Ethiopia! They used to say,
Fluting at dawn through pure, clear rills of sound,
The magpies of that earlier day,
Ethiopia! Ethiopia! From all around.
Dulcimer of no Abyssinian maid
Was ever so plangent or so doucely played.
Ethiopia, Ethiopia!
Echoes went through me of Mount Abora.
Another country, another age! I still
Hear them at early morning in the trees;
The same pure grace notes, the same exquisite trill,
The lilt, the liquid ease,
But not the enchantment of that warbled name;
The magpie dialect here is not the same;
The magic syllables have gone
That brought me full awake and roused the sun.
Lost Ethiopia. Is that loss in me?
Monaro magpies bursting into song
Soar through new cadences, fresh jubilee;
But in an unknown tongue
Rejoice. Can it perhaps be true
That I have lost those languages I knew
In boyhood, when each bird,
Stone, cloud and every tree that grew
Spoke and I had by heart all that I heard?

He worked as an academic and was also known as an astute, if sometimes stinging critic. Further details of his life and distinguished career can be found at the Wikipedia link on his name, above, at PoemHunter and at Australian Poetry Library.
You can read further samples of his work at Famous Poets and Poems, or a comprehensive selection at Australian Poetry Library. One Tony Vaughan-Johnston gives a splendid reading of five of Hope's poems on Youtube.
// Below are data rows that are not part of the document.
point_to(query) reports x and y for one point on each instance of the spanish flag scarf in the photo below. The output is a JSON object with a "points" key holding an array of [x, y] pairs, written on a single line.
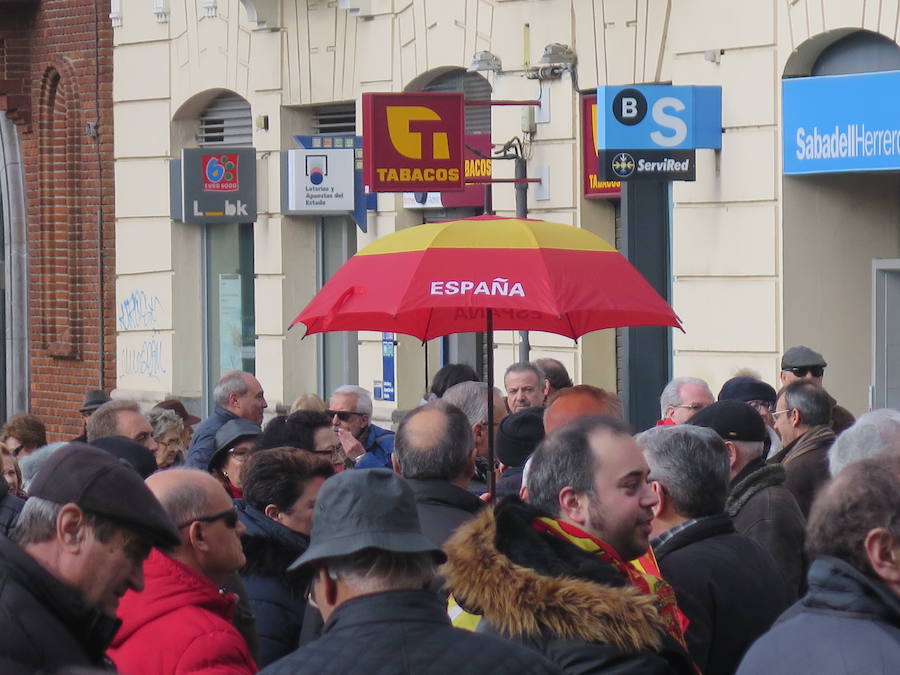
{"points": [[643, 572]]}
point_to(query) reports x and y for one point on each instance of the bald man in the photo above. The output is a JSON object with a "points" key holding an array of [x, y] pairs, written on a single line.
{"points": [[580, 401], [181, 622], [435, 451]]}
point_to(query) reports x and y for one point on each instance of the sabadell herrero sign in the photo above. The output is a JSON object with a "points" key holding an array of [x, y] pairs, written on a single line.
{"points": [[833, 124]]}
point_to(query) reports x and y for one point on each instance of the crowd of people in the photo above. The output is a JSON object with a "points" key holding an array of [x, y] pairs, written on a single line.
{"points": [[753, 532]]}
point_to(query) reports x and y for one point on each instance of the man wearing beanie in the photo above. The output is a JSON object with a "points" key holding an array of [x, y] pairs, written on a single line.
{"points": [[760, 505], [370, 568], [517, 437], [81, 540]]}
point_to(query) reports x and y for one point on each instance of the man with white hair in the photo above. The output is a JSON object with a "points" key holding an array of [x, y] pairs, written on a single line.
{"points": [[681, 399], [875, 433], [471, 398], [350, 410], [236, 394]]}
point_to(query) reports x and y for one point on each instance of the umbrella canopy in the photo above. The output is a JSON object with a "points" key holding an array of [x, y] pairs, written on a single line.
{"points": [[438, 279]]}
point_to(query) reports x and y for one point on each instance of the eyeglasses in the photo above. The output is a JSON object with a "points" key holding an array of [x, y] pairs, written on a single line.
{"points": [[240, 454], [761, 406], [342, 415], [801, 371], [228, 517]]}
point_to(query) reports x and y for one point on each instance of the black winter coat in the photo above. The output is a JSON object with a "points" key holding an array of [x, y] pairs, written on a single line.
{"points": [[845, 624], [278, 599], [10, 507], [46, 624], [442, 507], [727, 586], [546, 593], [404, 633]]}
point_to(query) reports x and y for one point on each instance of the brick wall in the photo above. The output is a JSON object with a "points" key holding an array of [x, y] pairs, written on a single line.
{"points": [[55, 79]]}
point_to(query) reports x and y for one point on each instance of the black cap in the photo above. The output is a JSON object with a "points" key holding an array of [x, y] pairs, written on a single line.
{"points": [[101, 484], [131, 452], [228, 435], [93, 399], [519, 434], [369, 508], [732, 420], [747, 389], [800, 356], [178, 407]]}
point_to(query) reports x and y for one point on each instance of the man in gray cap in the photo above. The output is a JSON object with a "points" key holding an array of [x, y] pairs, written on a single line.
{"points": [[803, 363], [759, 504], [370, 566], [81, 540]]}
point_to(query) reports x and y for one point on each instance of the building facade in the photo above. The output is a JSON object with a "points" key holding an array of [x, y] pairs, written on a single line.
{"points": [[56, 208], [759, 261]]}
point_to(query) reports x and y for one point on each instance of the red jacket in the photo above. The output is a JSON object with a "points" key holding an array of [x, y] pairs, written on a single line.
{"points": [[180, 623]]}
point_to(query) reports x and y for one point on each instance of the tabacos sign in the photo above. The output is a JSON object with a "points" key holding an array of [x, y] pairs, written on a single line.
{"points": [[651, 132], [413, 142], [217, 186]]}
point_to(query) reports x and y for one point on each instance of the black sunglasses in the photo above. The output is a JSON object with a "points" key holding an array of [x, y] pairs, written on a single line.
{"points": [[342, 415], [801, 371], [229, 517]]}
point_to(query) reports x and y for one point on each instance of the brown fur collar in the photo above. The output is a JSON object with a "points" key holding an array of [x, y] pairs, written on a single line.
{"points": [[523, 603]]}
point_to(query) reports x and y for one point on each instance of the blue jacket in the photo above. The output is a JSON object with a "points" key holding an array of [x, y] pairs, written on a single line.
{"points": [[846, 623], [278, 600], [379, 445], [203, 442]]}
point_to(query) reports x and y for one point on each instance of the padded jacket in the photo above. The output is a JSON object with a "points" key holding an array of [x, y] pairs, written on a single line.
{"points": [[179, 623], [46, 625], [404, 633], [278, 599]]}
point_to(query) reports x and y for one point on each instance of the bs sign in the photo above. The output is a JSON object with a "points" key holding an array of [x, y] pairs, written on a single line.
{"points": [[650, 132], [413, 142]]}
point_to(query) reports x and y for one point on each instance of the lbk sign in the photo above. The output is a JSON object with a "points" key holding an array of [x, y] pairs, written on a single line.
{"points": [[413, 142]]}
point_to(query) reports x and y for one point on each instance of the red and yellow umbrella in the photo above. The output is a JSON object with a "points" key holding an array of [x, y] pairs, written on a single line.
{"points": [[443, 278]]}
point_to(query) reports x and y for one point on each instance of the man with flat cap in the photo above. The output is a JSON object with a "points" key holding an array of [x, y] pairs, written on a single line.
{"points": [[370, 566], [80, 543], [759, 504], [803, 363]]}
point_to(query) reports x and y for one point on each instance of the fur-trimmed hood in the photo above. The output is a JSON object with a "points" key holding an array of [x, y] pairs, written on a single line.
{"points": [[530, 585]]}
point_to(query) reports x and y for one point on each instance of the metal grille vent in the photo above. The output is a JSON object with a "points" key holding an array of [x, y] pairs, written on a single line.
{"points": [[336, 119], [475, 88], [226, 121]]}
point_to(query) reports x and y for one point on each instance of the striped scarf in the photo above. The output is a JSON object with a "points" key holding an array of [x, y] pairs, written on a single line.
{"points": [[643, 572]]}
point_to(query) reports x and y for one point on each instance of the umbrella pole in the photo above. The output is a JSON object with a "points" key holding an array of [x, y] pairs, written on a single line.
{"points": [[489, 346]]}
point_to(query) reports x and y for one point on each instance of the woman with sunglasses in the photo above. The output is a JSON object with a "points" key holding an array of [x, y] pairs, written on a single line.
{"points": [[234, 443], [280, 490], [307, 430]]}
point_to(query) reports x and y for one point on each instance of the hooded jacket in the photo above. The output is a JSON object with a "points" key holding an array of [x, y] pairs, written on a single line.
{"points": [[179, 623], [278, 599], [762, 508], [548, 594], [46, 624], [805, 461]]}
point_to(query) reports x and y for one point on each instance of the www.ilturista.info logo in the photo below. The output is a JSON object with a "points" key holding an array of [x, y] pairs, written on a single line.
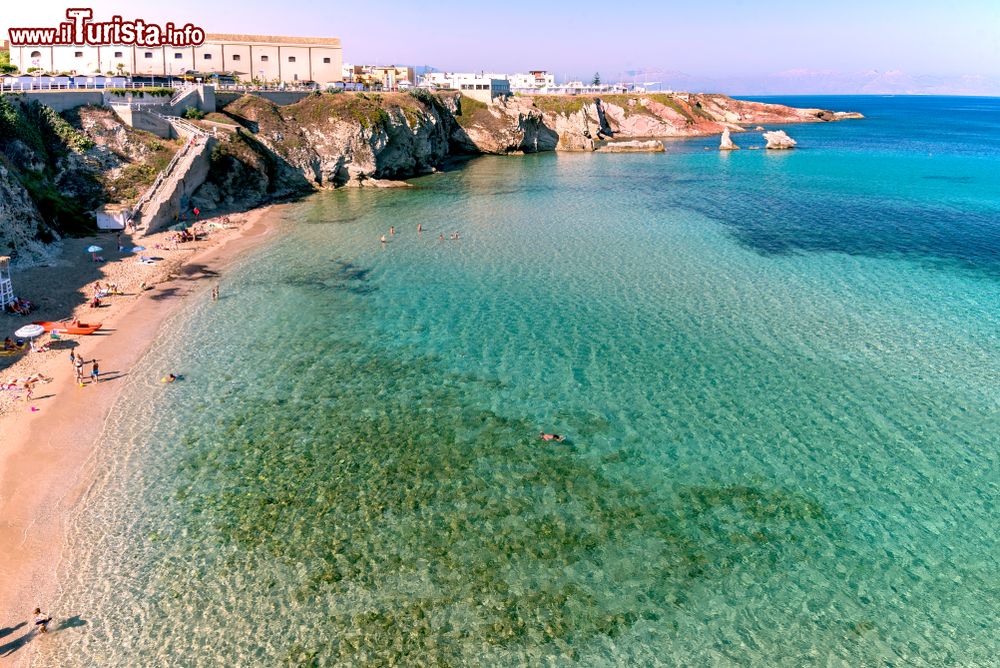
{"points": [[80, 30]]}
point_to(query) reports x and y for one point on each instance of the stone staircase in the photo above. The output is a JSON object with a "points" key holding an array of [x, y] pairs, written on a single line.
{"points": [[162, 203]]}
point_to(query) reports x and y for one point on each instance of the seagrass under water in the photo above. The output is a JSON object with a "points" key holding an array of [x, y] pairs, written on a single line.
{"points": [[777, 375]]}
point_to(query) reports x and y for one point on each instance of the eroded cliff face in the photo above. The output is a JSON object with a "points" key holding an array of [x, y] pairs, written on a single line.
{"points": [[580, 120], [347, 138], [56, 169], [23, 231], [512, 125]]}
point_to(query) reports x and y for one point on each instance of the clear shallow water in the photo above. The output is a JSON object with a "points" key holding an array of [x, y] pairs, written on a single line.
{"points": [[777, 374]]}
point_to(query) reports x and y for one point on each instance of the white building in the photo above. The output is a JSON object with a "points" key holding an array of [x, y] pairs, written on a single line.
{"points": [[533, 81], [263, 57], [484, 86]]}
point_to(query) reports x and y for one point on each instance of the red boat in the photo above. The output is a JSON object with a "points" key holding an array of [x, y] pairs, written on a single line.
{"points": [[79, 329]]}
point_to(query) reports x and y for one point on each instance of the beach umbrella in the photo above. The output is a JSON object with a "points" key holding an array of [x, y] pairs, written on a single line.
{"points": [[29, 331]]}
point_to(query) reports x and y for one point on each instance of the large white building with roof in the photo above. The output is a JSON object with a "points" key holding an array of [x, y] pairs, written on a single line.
{"points": [[264, 57]]}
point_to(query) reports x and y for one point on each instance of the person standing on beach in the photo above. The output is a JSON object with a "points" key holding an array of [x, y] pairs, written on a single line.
{"points": [[42, 620]]}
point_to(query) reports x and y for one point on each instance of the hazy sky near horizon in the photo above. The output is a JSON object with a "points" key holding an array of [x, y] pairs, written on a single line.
{"points": [[726, 39]]}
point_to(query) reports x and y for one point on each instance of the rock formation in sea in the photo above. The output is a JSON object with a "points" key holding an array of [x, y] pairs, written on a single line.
{"points": [[727, 143], [650, 146], [57, 169], [779, 140]]}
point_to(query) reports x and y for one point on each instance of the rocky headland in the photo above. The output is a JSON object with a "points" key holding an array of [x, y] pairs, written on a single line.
{"points": [[56, 169]]}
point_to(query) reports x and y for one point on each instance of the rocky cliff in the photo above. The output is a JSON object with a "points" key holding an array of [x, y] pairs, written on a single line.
{"points": [[57, 169]]}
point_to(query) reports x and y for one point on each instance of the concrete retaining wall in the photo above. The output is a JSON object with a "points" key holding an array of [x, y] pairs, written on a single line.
{"points": [[61, 100], [200, 97], [178, 188], [144, 120]]}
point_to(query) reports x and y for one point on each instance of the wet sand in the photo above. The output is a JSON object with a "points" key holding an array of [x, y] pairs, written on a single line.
{"points": [[43, 453]]}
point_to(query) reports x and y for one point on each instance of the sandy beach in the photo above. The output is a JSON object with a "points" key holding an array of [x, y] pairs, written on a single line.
{"points": [[45, 442]]}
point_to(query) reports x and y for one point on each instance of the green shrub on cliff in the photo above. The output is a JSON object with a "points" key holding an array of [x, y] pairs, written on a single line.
{"points": [[62, 134], [563, 104], [153, 91]]}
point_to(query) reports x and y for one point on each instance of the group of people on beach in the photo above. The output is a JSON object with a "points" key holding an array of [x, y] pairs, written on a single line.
{"points": [[78, 367], [20, 306]]}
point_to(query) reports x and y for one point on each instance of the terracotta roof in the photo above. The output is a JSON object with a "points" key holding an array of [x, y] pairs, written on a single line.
{"points": [[272, 39]]}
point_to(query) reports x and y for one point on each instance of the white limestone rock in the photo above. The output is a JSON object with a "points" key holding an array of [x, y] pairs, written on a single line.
{"points": [[727, 143], [778, 140]]}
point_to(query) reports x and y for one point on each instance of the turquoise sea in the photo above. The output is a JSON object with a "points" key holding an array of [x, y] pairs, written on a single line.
{"points": [[777, 374]]}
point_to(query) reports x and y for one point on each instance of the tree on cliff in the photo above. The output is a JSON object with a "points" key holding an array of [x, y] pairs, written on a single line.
{"points": [[5, 66]]}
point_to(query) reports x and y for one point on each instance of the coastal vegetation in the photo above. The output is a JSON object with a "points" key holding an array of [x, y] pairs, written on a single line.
{"points": [[469, 111], [152, 91]]}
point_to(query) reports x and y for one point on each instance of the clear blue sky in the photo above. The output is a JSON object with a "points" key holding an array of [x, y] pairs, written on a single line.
{"points": [[726, 41]]}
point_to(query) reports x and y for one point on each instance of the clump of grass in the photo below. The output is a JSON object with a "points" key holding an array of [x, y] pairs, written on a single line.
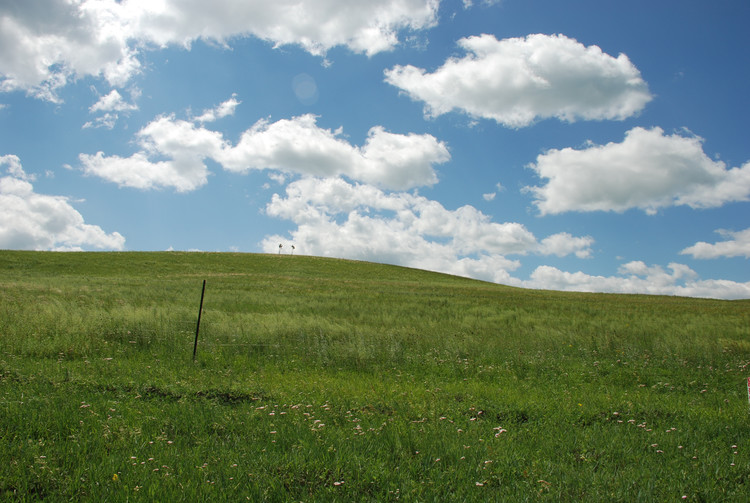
{"points": [[321, 379]]}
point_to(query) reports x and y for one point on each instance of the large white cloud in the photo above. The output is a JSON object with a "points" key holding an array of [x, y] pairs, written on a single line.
{"points": [[185, 145], [648, 170], [519, 80], [31, 221], [46, 43], [637, 277], [738, 245], [336, 218], [297, 146]]}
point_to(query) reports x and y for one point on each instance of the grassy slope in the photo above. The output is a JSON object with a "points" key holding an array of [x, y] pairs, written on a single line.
{"points": [[321, 379]]}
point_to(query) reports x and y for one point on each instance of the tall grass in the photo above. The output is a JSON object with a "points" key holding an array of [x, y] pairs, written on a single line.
{"points": [[321, 379]]}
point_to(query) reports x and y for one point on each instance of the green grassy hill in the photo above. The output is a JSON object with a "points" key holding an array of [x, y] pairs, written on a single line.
{"points": [[320, 379]]}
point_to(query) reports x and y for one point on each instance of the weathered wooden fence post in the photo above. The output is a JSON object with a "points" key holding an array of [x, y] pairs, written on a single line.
{"points": [[198, 326]]}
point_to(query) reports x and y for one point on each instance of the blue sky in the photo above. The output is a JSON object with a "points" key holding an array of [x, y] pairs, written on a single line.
{"points": [[583, 145]]}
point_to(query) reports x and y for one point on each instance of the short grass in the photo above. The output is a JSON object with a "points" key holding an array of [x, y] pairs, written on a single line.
{"points": [[320, 379]]}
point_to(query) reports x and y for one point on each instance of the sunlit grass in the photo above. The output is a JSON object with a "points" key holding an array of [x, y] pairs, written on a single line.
{"points": [[321, 379]]}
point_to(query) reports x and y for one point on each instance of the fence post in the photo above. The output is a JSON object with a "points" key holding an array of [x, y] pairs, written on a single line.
{"points": [[198, 325]]}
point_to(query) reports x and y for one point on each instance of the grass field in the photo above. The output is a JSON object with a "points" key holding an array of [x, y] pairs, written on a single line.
{"points": [[320, 379]]}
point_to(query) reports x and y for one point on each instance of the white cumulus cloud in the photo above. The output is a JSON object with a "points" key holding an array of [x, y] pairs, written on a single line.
{"points": [[31, 221], [44, 44], [224, 109], [294, 146], [185, 145], [737, 245], [648, 170], [517, 81], [359, 221], [638, 278]]}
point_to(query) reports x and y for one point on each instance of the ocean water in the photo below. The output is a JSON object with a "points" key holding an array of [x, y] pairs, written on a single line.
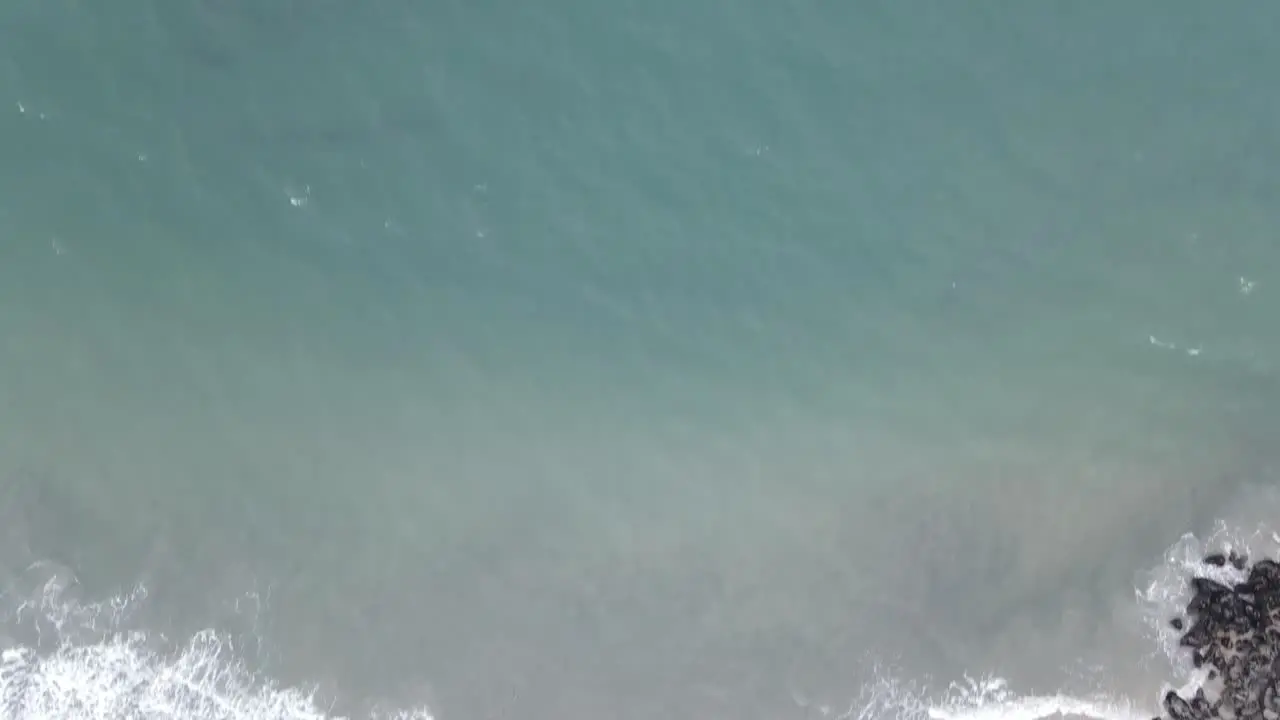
{"points": [[474, 360]]}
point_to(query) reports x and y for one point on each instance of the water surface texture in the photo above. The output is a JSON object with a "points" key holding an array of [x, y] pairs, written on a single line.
{"points": [[576, 360]]}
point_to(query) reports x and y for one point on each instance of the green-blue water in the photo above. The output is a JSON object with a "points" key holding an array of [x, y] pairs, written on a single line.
{"points": [[631, 360]]}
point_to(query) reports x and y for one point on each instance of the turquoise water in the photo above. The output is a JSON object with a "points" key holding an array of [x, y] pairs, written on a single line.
{"points": [[635, 360]]}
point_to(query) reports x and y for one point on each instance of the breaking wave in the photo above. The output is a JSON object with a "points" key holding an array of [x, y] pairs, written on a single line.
{"points": [[77, 661]]}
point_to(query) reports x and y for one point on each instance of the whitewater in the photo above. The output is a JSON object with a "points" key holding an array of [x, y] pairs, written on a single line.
{"points": [[72, 660]]}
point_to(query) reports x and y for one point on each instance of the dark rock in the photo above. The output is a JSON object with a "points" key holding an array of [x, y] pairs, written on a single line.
{"points": [[1235, 633]]}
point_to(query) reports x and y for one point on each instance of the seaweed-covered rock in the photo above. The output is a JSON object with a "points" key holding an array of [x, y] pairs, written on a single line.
{"points": [[1235, 633]]}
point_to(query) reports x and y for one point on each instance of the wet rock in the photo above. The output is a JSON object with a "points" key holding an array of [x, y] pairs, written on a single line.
{"points": [[1234, 632]]}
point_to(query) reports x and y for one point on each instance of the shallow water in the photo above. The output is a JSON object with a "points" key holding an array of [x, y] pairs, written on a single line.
{"points": [[663, 359]]}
Some of his books are still available on Amazon.
And why would I wish to have written this particular piece? The Australian magpie (pictured), which is a different species from the European and Asian magpies, has a most beautiful song which I love to hear. Our literature refers to 'carolling magpies' and their 'liquid notes'.
I grew up in Tasmania, and Hope is quite right in everything he says about the Tasmanian magpies' particular call.
So, in posting this poem, I am both indulging and alleviating a touch of homesickness.